When I click on a image Nautilus tries to determine it's actually a jpeg image. If it's something weird like a pdf file with a jpg extension then it will give me a warning and refuse to open it up.

The solution to the attatchment problem with Outlook is to change the default behavior from 'automaticly open' or 'automaticly execute' to 'examine file and provide usefull information to the user'. Like run some simple mime-like heuristics to determine actual file types and such. If you have a virus scanner then of course scan stuff automaticly.

Don't make files automaticly executable. When a user tries to execute a program then only allow it if they excplicetly set the file to be executable.

So instead of 'double click install virus', it's 'double click, get told it's a executable, save it to the desktop, and prompt the user that they are explicetly going to execute it'.

(edit: it doesn't have to be something hugely complicated. What I mean is that it can be instead of 'double click to open', it defaults to 'double click to save to disk' and in the save dialog present the information. Just something quick. Curious people will read that stuff because it's not boilerplate warning message or whatnot, it provides usefull information)

Then it moves from a design flaw to something that makes sense and then if a user is given all the information the OS can intellegently provide without actually running or openning the stupid thing in IE or whatnot then it's the user's fault.

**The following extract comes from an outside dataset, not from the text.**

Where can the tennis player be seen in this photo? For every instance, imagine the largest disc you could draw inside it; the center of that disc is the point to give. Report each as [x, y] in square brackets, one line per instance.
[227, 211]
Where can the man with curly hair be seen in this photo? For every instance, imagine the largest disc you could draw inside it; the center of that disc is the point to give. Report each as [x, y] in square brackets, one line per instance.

It's just plain instinctive that you double click. You double click everything. Click this, click that.

And also I know that with SP2 and such Microsoft has gone a long way to fixing these UI issues. Stuff like the security context for files and such is usefull.
 

Jeff7

Lifer
Jan 4, 2001
41,599
19
81
Originally posted by: MrChad
:roll:

Don't be obtuse. They're clearly comparing the OS X platform to the Windows XP platform and NOT the underlying hardware (which is nearly identical these days). OS X does get fewer viruses than Windows 2000/XP, mostly due to the fact that Windows' larger market share makes it a bigger target for malicious coders.

BTW, I'm not an Apple/Mac user.

Exactly. It'd be like saying, "Cats get sick more often than California condors." I'd imagine that that's true - since there are millions of cats, and only a few hundred condors, I figure that there would be a lot more cases of sick cats than condors.